B) Who are you writing to? You should have an audience in mind. Quite literally it can be useful to picture this audience. As I write this right now, I am picturing my students at Stonehill. This doesn’t restrict my audience, of course, it just guides my choices as I write and reminds me not to write for my editors.
C) Why are YOU writing this? This rule is much easier for an experienced writer, of course, since you have a better sense of who you are. I can respond to this question: “I have written 9 books on science and religion and am qualified to write on this topic.” (This is a boring response, though.) My actual response for Seven Glorious Days as I was developing the project was more like “I know enough about the Big Bang, astrophysics, geology, solar systems, biochemistry, evolution, human origins, and anthropology to join all these together into a narrative. And I know the Biblical story and rhetoric well enough to make them fit together. If you are a student you might answer this important identity question by noting that you are fully bilingual and so have something to say about languages; or you played Little League for 4 years; or you really love your grandparents; or you almost died in an accident.
D) What great stories do you have? We have all great stories and sometimes all that is needed is the courage to tell them. Most of us have interesting anecdotes that can bring our writing to life. If you think someone should read your writing, then you should be OK with telling them your stories.

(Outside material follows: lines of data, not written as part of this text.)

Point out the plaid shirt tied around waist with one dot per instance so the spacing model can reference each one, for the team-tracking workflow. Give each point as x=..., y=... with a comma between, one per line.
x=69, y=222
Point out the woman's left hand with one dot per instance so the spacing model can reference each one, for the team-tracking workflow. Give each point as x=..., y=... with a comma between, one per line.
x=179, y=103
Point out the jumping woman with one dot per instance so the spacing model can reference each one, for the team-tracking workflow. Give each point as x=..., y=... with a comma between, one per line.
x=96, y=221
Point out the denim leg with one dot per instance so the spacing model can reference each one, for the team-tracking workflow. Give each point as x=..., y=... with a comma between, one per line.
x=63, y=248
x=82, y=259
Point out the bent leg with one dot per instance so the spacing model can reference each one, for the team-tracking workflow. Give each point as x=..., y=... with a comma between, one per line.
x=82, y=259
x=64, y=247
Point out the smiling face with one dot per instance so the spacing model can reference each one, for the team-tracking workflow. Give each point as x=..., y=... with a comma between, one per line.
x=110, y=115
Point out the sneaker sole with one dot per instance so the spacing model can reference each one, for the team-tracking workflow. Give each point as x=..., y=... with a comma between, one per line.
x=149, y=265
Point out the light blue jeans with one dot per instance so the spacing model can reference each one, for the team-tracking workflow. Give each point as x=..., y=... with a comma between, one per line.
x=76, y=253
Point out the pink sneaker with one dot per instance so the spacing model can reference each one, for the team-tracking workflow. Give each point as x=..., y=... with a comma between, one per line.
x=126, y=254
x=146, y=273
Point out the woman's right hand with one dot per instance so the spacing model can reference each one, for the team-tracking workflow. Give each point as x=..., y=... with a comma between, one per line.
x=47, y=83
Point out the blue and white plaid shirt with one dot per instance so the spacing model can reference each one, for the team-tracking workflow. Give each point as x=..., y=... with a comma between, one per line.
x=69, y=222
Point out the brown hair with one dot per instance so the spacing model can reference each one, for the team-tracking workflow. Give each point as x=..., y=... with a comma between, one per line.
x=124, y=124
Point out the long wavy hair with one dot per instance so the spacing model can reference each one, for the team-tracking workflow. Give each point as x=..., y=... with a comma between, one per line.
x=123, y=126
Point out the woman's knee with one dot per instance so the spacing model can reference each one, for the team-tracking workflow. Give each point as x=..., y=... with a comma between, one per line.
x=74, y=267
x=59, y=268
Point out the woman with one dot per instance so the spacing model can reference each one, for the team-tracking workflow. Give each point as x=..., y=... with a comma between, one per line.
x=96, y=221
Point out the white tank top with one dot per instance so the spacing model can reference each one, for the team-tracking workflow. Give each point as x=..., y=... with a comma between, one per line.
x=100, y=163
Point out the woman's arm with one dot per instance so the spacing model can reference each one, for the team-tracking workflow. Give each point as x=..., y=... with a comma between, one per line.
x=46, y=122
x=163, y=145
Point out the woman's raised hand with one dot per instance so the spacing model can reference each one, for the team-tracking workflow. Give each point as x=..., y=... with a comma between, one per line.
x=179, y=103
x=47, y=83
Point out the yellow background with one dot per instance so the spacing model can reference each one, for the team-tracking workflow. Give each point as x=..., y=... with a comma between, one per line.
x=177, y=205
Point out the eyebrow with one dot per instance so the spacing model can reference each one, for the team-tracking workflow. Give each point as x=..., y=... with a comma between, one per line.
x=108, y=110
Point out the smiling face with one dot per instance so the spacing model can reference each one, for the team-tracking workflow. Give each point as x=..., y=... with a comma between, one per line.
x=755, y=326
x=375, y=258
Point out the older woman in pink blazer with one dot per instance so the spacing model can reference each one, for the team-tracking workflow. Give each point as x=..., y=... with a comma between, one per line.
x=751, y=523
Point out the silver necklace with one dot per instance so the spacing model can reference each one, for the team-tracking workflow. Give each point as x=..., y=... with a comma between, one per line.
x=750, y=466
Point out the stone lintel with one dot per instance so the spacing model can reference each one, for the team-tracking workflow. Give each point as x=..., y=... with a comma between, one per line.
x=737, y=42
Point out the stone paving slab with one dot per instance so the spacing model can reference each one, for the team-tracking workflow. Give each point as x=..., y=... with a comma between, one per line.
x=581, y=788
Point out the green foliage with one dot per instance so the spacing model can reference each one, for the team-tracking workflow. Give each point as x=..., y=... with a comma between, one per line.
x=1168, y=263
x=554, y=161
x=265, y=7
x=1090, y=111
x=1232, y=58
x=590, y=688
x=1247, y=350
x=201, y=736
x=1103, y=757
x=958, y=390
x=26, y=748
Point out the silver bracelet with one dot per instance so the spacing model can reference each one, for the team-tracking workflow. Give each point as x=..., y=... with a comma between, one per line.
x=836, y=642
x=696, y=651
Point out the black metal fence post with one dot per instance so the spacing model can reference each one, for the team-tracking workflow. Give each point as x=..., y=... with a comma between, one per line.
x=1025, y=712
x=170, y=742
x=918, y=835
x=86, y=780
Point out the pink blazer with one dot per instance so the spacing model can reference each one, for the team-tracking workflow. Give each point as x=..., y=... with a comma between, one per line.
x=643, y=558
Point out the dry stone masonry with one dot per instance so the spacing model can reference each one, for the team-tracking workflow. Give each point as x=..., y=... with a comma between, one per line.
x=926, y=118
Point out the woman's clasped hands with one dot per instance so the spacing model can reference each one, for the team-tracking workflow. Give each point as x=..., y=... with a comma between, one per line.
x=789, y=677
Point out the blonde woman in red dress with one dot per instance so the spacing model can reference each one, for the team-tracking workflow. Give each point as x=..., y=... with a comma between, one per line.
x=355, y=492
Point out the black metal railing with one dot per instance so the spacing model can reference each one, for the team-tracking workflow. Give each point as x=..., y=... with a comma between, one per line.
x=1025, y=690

2) Always make a rough draft, from a sketchy outline (which, if I am honest, is often only in my head). Short pieces often don’t need outlines, but 80,000-word books certainly do. I pay close attention to word counts as I write to avoid spending too much time on early topics and running out of space. My current book project has two many words in the first half, so I have some work to do to fix that. Writing too much can be a waste of time but it does give you room to cut weaker material. I pay no attention to mistakes as I go and avoid diversions. I don’t stop for footnotes or fact checking. I make notes to myself: “Find better example,” or “Use a baseball analogy.” I insert ***** for information I don’t have and come back later. The goal is to get your rough draft in place so you can start to think about how it all hangs together. You know, for example, that Abraham Lincoln died, so there is no danger in postponing your visit to Wikipedia until your draft is done. I do the same thing with footnotes, often just putting “get footnote” or “I think there is something in that book by Koestler” where the footnote should be. There is great value in having a completed draft so you can think about your piece as a whole. I find this is also true for a book length draft. Returning to edit the first chapter, after you have written the last chapter, gives you a great perspective on where your project is going.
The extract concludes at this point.